Objectives: The aim of the study was to examine ethnic differences in participation in colorectal cancer screening by flexible sigmoidoscopy (FS). It assessed both intentions to be screened and actual screening uptake, and considered whether demographic, health and psychosocial factors mediated the ethnic differences. The setting of this study follows a subset of participants from the UK FS Trial.
Methods: A postal questionnaire assessed ethnicity, demographic characteristics, health, attitudes to screening and FS screening intentions. Data on screening intentions were available for 17,333 adults aged 55-64 years (Sample 1). Screening uptake was recorded in a subsample of 4303 respondents who were subsequently randomized to receive an invitation to screening (Sample 2).
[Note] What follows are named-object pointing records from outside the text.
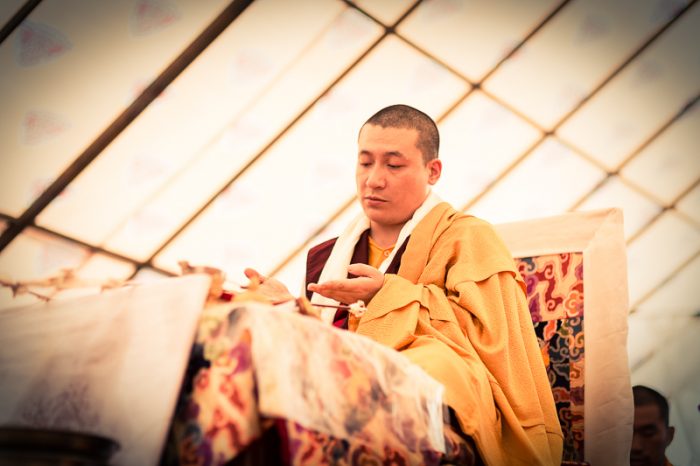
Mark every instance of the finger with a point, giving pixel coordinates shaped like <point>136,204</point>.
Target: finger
<point>252,273</point>
<point>363,270</point>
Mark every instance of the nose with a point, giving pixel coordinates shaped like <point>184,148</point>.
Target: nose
<point>637,443</point>
<point>375,178</point>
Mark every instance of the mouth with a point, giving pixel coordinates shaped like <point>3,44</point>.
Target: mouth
<point>374,201</point>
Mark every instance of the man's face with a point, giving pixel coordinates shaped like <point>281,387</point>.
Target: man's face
<point>392,179</point>
<point>651,437</point>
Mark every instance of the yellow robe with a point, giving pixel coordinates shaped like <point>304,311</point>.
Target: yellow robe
<point>457,308</point>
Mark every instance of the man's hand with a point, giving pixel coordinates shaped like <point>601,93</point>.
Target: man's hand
<point>270,288</point>
<point>349,290</point>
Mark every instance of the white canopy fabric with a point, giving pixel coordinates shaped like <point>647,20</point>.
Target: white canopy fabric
<point>136,134</point>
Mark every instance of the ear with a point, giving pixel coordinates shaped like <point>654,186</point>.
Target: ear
<point>434,170</point>
<point>670,431</point>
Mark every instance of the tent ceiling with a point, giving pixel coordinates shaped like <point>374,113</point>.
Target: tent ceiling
<point>246,157</point>
<point>573,105</point>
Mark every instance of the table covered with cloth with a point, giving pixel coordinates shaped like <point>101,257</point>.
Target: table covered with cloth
<point>267,385</point>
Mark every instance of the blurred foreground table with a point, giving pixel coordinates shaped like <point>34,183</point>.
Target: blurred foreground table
<point>266,385</point>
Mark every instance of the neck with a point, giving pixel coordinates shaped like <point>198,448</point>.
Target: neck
<point>385,235</point>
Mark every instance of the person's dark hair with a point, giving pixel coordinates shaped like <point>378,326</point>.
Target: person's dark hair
<point>646,396</point>
<point>403,116</point>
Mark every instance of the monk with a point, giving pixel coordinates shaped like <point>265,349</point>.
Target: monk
<point>652,433</point>
<point>440,287</point>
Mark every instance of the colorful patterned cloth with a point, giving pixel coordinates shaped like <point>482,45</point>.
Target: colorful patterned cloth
<point>218,415</point>
<point>334,397</point>
<point>555,298</point>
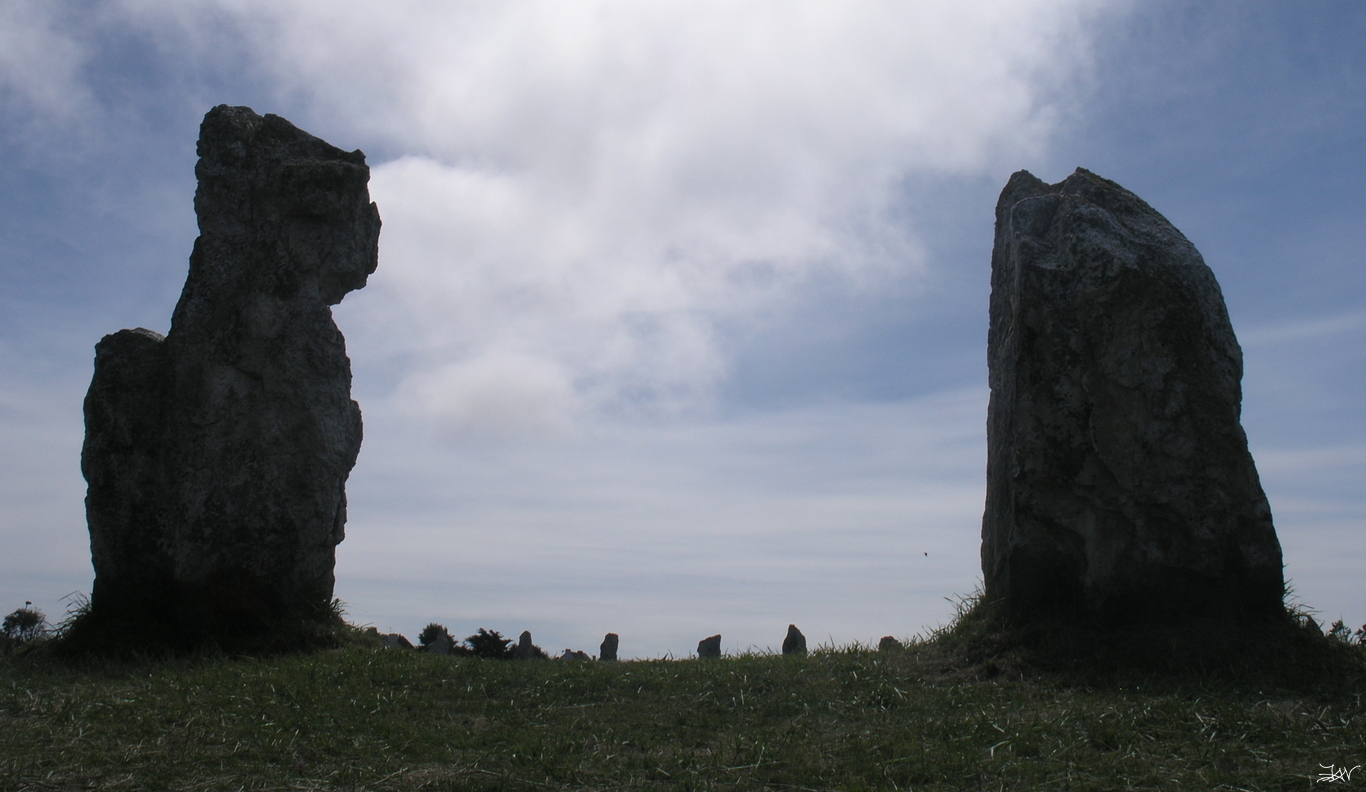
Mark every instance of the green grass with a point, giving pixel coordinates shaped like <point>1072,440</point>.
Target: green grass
<point>932,717</point>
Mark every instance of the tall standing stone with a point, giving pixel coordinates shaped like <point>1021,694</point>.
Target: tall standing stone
<point>1119,479</point>
<point>217,456</point>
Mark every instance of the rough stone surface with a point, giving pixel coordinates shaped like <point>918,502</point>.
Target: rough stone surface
<point>217,456</point>
<point>1119,479</point>
<point>608,649</point>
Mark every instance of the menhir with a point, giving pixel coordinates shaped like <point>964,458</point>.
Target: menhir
<point>1119,484</point>
<point>217,456</point>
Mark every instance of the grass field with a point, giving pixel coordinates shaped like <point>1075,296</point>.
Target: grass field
<point>928,717</point>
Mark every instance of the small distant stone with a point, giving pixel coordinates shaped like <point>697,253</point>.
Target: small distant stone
<point>525,649</point>
<point>395,641</point>
<point>608,650</point>
<point>440,645</point>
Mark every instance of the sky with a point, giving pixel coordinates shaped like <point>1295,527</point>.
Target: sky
<point>679,325</point>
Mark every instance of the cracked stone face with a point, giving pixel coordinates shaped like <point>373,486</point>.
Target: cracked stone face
<point>1119,479</point>
<point>217,456</point>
Results: Screening intentions in Sample 1 were equally high across all the ethnic groups (>80% [13,724/17,042] reported they were interested). In contrast, attendance (Sample 2) was considerably lower among Asians (54% [43/79]) compared with White (69% [2843/4123]) or Black (80% [33/41]) respondents. Multivariate analysis showed that potential explanatory factors, including socioeconomic deprivation, poor health and fearful and fatalistic attitudes did not account for the lower screening attendance among Asians.
Conclusion: Further research is required to identify explanations for the gap between intentions and behaviour in UK Asians if any future FS screening programme is to be introduced equitably.